7 responses to “Who Killed Tyler Clementi?

  1. Exactly. The anti-gay activists and politicians, and all those with power who refuse to stand up to them, have blood all over their hands. Just as many of the same people and institutions are responsible for the anti-abortion clinic violence and the murder of doctors.

  2. Some very good points made in this post. I like your penalty for the perps. Much more effective than jail time.

    But I cannot understand how schools put the value of tradition and community morals over that of the lives of their students. It reeks of ridiculousness to me.

  3. When marginalized communities are portrayed as weak and vulnerable in the mass media, then the bar that otherwise inhibits attacks on them is lowered.

    My read is that the messages telegraphed by ill-advised choices, such as pushing repeal of DADT without guarantee of a win, various marriage campaigns that were ill timed and failed, lower that bar to abuse by painting us as weak and vulnerable. In this political configuration, weakness and vulnerability don’t just lower the bar to abuse, they invite it.

    In the way that legal advances have not eliminated acts of violence against people of color or women, likewise we will never see homophobia completely eradicated.

    We are going to have to prepare to handle, in the long run, hatred of and abuse against queers. The Stupak amendment should prove to us that no campaign is permanently won under these circumstances.

    In addition to providing resources to young queers that all is not hopeless, we are going to have to take care to ensure that ill timed losing efforts to push controversial and conservative issues like marriage and the military don’t do more harm than good, because to my mind, that is measured in queer flesh and blood.

    -marc

  4. Pingback: How Would Foucault Theorize about the Tyler Clementi tragedy?

  5. Pingback: Thurs 10/7, 7:30pm: ISO meeting Marxist economics « Barnard-Columbia International Socialist Organization

  6. Pingback: Who killed Tyler Clementi? « Women Born Transsexual

  7. This was a good article. I like how it raises the point about the subtleties of homophobia contributing to violence indirectly.

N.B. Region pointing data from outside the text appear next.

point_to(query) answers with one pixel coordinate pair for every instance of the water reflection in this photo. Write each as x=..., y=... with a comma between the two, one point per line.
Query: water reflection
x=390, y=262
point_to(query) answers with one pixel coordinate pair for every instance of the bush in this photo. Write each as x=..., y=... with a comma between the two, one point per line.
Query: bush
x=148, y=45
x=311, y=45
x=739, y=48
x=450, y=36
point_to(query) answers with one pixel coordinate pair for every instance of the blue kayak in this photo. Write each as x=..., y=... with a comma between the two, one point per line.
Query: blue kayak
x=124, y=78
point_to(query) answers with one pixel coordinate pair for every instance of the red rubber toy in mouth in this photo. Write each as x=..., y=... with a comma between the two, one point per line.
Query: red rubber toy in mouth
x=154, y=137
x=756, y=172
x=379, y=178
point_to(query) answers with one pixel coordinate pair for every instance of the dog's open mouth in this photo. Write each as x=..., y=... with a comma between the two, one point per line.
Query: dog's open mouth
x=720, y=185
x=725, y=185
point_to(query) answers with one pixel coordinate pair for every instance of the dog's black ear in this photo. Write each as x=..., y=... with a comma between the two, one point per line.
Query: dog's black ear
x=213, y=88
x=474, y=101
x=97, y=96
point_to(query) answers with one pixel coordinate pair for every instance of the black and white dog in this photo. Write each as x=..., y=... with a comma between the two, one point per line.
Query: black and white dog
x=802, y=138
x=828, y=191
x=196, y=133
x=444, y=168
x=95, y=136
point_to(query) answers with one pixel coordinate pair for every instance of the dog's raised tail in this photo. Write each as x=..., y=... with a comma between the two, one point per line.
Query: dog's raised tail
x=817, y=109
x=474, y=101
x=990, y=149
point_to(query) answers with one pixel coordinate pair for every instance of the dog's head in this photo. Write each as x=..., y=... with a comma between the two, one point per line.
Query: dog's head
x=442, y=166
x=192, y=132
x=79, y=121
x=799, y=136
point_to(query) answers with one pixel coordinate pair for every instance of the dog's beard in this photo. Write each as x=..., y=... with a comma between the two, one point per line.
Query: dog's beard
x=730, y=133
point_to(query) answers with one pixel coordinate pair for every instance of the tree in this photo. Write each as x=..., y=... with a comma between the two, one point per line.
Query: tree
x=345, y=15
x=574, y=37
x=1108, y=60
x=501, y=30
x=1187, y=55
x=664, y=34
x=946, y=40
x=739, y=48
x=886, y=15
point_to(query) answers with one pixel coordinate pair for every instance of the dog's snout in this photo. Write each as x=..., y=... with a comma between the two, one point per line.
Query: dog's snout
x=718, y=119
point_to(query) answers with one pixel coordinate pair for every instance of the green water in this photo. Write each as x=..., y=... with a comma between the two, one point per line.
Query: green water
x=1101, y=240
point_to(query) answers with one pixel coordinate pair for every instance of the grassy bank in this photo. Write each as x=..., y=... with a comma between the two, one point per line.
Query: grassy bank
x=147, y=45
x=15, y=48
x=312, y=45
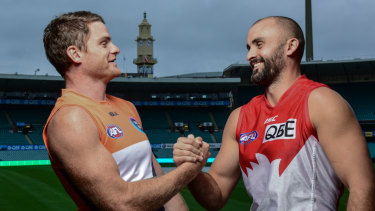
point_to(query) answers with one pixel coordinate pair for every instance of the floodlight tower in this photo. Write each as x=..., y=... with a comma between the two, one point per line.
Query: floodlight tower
x=145, y=50
x=309, y=38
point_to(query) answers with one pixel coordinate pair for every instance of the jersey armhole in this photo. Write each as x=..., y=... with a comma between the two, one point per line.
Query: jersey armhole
x=239, y=123
x=309, y=124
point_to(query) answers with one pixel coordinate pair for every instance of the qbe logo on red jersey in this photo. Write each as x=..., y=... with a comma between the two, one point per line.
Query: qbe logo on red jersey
x=114, y=131
x=246, y=138
x=285, y=130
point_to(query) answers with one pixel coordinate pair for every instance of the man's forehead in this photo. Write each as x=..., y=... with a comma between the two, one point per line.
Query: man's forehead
x=266, y=27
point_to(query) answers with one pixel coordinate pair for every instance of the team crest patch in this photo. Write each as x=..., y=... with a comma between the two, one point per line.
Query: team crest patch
x=246, y=138
x=114, y=131
x=136, y=124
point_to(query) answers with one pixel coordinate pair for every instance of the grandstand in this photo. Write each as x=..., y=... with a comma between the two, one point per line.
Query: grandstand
x=175, y=106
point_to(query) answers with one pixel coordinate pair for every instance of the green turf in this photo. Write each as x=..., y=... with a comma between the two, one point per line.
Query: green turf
x=38, y=188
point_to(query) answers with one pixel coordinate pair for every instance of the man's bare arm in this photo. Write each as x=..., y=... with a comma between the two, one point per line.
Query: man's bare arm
x=177, y=202
x=341, y=138
x=212, y=189
x=94, y=173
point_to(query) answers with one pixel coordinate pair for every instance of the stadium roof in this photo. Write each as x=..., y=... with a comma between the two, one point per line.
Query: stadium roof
x=17, y=82
x=357, y=70
x=323, y=71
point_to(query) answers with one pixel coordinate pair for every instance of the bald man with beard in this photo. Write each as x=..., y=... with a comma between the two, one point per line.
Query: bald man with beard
x=296, y=145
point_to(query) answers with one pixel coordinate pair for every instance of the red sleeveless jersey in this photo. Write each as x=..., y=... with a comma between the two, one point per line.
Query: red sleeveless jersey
x=282, y=163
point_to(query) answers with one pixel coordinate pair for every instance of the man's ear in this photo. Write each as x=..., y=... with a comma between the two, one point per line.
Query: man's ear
x=292, y=44
x=74, y=54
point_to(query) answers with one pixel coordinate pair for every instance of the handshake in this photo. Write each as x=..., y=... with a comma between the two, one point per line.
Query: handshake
x=191, y=149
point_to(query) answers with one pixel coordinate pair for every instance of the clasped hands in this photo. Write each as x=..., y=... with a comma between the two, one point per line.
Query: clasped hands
x=191, y=149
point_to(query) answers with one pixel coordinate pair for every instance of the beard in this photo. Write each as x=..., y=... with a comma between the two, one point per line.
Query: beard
x=271, y=70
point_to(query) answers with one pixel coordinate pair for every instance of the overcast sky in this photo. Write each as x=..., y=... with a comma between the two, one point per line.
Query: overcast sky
x=191, y=35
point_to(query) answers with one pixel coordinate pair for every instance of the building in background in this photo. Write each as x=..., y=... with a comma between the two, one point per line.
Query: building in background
x=145, y=50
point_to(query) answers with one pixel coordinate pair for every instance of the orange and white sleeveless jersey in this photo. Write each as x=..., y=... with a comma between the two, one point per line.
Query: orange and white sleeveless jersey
x=283, y=164
x=120, y=133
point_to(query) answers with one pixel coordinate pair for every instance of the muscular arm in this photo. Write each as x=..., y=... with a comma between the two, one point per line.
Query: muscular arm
x=342, y=140
x=212, y=189
x=177, y=202
x=74, y=143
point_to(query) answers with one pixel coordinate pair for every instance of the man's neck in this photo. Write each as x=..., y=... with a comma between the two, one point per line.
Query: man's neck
x=283, y=82
x=94, y=89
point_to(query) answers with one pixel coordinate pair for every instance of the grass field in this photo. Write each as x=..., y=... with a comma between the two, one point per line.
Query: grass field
x=38, y=188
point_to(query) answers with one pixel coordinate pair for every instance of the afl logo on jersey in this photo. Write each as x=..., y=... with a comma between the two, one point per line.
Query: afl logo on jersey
x=246, y=138
x=136, y=124
x=114, y=131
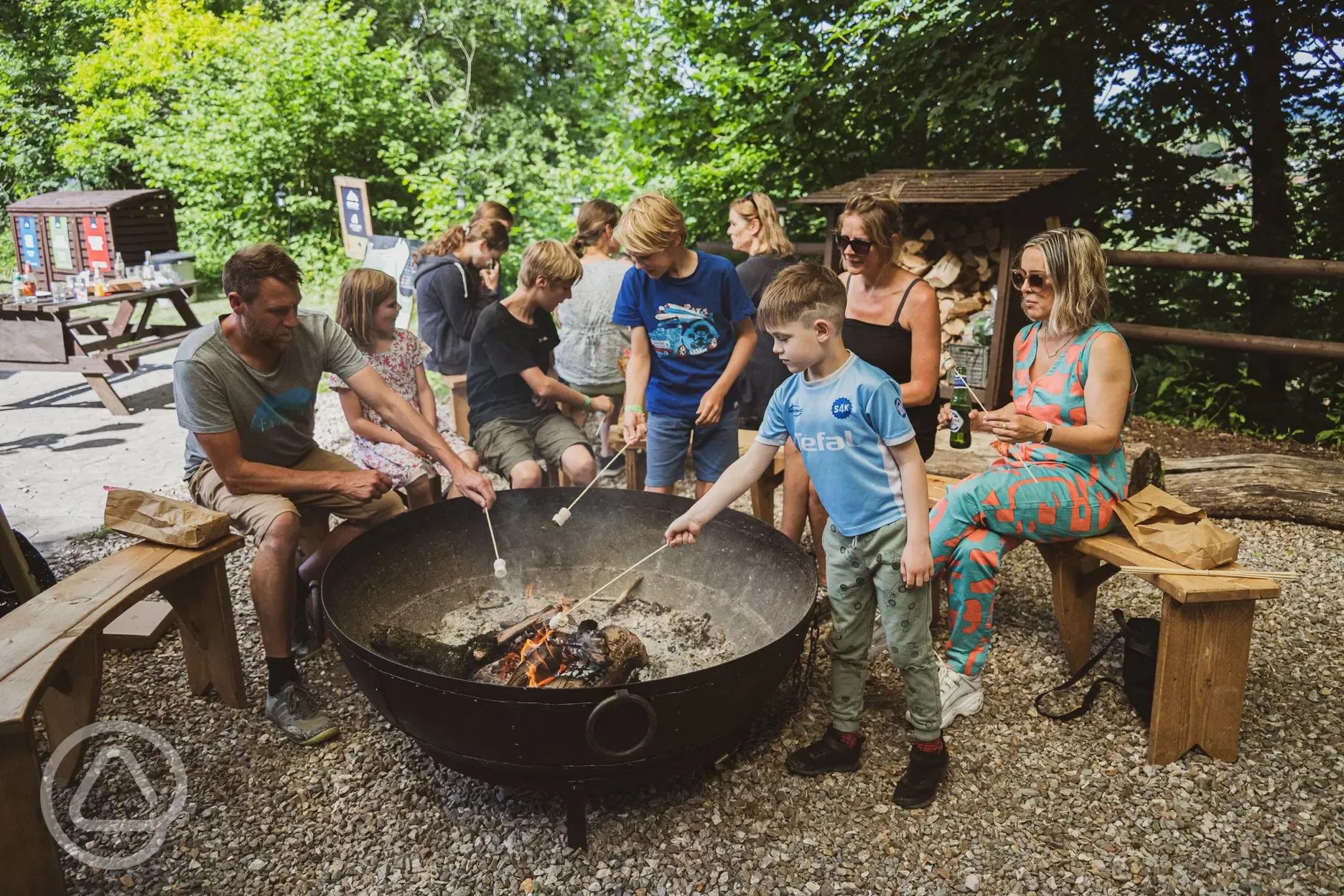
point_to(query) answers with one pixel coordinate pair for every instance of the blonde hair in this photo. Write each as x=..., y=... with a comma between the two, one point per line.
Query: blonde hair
x=803, y=293
x=493, y=230
x=491, y=208
x=594, y=217
x=362, y=291
x=549, y=258
x=1077, y=268
x=650, y=223
x=881, y=217
x=772, y=239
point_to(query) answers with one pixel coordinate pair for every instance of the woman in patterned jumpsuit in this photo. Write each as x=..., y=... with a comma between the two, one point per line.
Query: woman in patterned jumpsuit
x=1062, y=469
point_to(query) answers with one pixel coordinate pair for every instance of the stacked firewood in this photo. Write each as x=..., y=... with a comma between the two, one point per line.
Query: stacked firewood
x=958, y=261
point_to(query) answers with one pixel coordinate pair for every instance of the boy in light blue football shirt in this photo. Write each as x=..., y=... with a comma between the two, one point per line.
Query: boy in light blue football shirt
x=849, y=422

That is, how much of the damage done to sexually diverse people isn’t through direct gay bashing or murders but how people more generally can be destroyed emotionally through bullying and humiliation.

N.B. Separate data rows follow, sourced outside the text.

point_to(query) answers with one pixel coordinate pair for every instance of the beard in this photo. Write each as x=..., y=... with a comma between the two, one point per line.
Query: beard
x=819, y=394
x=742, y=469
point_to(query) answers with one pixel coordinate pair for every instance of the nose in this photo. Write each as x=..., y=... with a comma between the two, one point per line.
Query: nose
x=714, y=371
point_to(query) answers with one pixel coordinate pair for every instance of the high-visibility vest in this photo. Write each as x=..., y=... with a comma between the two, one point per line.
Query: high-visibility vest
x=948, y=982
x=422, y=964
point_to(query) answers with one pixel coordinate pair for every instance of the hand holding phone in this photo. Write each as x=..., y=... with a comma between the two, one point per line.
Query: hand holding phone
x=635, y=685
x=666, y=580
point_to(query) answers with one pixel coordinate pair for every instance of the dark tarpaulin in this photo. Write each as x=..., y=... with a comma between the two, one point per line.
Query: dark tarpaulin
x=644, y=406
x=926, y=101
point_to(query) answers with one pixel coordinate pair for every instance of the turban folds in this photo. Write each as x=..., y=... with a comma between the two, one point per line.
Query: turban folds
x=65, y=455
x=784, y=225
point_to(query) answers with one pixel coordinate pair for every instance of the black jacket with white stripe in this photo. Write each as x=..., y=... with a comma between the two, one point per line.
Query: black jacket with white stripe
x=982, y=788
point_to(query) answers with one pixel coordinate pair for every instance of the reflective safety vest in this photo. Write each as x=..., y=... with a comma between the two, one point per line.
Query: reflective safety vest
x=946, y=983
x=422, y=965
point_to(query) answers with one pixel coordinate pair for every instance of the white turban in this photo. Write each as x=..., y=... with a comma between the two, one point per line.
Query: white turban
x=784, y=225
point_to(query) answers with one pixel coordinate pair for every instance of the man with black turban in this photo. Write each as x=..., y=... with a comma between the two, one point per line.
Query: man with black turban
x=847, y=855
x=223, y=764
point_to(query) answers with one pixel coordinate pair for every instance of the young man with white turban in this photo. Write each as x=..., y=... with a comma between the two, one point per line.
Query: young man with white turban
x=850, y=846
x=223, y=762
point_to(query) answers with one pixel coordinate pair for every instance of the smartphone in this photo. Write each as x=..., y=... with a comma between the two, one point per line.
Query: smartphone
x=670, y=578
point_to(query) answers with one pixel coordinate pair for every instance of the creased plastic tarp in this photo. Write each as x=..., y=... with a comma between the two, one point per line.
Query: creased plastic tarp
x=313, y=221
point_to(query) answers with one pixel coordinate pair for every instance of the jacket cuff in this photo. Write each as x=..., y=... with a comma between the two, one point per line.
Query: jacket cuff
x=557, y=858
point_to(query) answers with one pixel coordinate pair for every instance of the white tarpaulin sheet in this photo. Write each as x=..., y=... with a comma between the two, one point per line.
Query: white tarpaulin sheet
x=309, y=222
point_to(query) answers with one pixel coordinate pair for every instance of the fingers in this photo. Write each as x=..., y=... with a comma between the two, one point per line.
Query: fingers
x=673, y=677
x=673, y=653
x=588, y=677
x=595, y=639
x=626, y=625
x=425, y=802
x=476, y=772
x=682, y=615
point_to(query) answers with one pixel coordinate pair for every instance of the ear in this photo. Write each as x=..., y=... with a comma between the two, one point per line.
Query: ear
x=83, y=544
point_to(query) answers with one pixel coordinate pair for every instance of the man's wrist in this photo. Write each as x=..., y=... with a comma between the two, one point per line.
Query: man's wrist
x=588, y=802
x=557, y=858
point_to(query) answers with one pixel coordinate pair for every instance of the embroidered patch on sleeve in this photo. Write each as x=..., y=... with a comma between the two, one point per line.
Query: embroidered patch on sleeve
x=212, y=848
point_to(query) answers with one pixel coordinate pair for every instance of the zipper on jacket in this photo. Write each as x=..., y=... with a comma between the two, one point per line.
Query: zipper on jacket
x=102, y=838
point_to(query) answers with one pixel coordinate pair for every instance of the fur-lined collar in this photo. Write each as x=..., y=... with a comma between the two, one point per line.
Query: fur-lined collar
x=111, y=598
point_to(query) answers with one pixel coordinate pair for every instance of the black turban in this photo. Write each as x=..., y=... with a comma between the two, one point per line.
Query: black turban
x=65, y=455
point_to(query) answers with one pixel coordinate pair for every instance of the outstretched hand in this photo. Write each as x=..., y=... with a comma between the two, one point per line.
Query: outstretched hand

    But I would like to point out that these two roommates have not been convicted yet so it might be worth using the term “alleged”, and in the event that they are convicted, we should raise the point that it’s more for the distribution of material recorded without consent, rather than the intent to humiliate and abuse based on their sexuality – a hate crime – and of course the various associated issues of legal discrimination. Another one being – why was the female defendant set on bail without an amount paid, but the male was asked to pay a large sum? And if the two defendants are from non-white backgrounds, how does their treatment compare if they conformed to the stereotype of the frat boy? Or what about if Tyler Clementi was instead a heterosexual woman of colour, how would they treat the case then? Or what would we do if the content was distributed by email or mobile phone, or VHS, rather than social networking websites? Or what if the content was slightly different, like when Andrew Eddinghauser was photographed naked without his consent and this was published in mainstream media by a journalist?